In a recent TED Talk in New York, Attorney Jing Corpuz, a member of the Kankana-ey people of the Cordilleras in the Philippines said “reciprocity, spirituality, not taking more than you need, obligation to future generations and collective decision making, all of these values are now finding their way into scientific studies and global scientific assessments on the status of biodiversity and ecosystem services, climate change and land degradation.”
Atty Corpuz talked about lessons she learned from her grandparents — the concept of “inayan,” or “do not do anything that might harm others or things that are bad, evil, taboo or unethical.” So getting more than what you need deprives others. Getting more food than what you can eat deprives the hungry and dishonors those that produced it.
Indeed. The Kankana-ey people have lived in the Cordilleras for thousands of years. They knew how to balance consumption and long term sustainability.
Even the big oil companies knew about climate change for at least 64 years ago. Edward Teller talked about this at a petroleum symposium at Delaware in 1959. But immediate profit was more important to them than the living conditions of the future generation.
We are now scrambling to save our only home – the Earth, because we’ve damaged it. The greedy profiteers are primarily responsible for this climate change but the rest of us who continue to buy their products are also helping the profiteers to continue their damaging ways.
Let’s not be accessories to this crime of plundering the Earth.

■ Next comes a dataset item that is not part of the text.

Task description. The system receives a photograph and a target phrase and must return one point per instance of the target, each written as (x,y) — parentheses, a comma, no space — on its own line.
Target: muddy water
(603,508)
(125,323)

We remember a great indigenous man who resisted the then authoritarian Philippine government for pushing them out of their ancestral lands in order to build the Chico dam. He was later killed in April 24, 1980 by militia forces controlled by the late dictator Marcos. His name Macli-ing Dulag from Kalinga province, Philippines. He once said to the government forces confronting him “How can you own something that will outlive you?“
Let’s not take more than what we need.
We can still save our home, by taming our greed and leaving something for future generation.